Thursday 1 March 2018

'There Is No Place For Fear, Panic, or Mistakes'

“At first, I did not like it,” says Johanna Nordblad, who holds the Guinness World Record for 50-meter free-diving, in a new short film from Ian Derry. “The cold was agony. But slowly, I got used to the feeling.” As Nordblad descends into the unforgiving subterranean world of the Arctic Ocean, she reveals the wherewithal necessary for free-diving under the ice. “There is no place for fear,” she says. “No place for panic. No place for mistakes. Under the ice, you need total control.”

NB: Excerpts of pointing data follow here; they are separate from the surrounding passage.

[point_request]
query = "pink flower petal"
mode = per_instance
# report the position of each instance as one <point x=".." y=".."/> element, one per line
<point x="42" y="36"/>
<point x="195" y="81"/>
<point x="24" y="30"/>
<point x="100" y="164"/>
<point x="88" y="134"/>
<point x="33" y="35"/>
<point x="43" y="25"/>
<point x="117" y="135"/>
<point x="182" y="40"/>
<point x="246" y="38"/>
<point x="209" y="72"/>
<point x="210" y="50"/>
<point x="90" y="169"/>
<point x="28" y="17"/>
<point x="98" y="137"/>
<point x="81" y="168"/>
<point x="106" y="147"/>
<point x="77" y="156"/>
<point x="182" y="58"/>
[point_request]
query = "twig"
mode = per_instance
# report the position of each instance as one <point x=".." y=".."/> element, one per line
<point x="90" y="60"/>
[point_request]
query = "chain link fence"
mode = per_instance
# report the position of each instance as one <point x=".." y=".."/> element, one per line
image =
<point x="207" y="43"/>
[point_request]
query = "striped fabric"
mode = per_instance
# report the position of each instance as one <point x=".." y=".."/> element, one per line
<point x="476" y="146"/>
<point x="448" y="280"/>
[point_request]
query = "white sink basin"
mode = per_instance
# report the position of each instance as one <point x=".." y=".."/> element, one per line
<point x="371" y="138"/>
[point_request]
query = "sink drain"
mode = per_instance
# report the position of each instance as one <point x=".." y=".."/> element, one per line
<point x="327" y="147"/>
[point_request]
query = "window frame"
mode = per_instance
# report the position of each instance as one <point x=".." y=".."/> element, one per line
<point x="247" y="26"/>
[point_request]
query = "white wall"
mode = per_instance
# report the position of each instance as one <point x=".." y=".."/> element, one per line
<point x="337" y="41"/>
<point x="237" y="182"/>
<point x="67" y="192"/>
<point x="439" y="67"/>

Johanna was born of accidents. Nordblad began free-diving after suffering an injury; she was required to submerge in freezing water for treatment. Derry, too, suffered an accident and received a settlement, which he used to fund the film, his first directorial effort. “I wanted to do something positive from the negative,” the filmmaker told The Atlantic. “When I think back, it was quite fortuitous that accident happened.”


But the process of making the film was characterized by strict intentionality. “This is not something you can do without a proper approach,” Derry said. “Safety was paramount. We needed a safety team in and out of the water, so we had to be very precise.” The main enemy was the cold, which drained the camera’s batteries during the first two minutes of filming. Later, in the -16 ºC air temperature, the camera froze. Water leaked into the monitor. Despite the various setbacks, Derry and his team managed to capture the serene beauty of Nordblad’s sport.


“She is not just a woman who can free-dive in freezing water,” Derry said. “She genuinely is a creature with aquatic DNA.”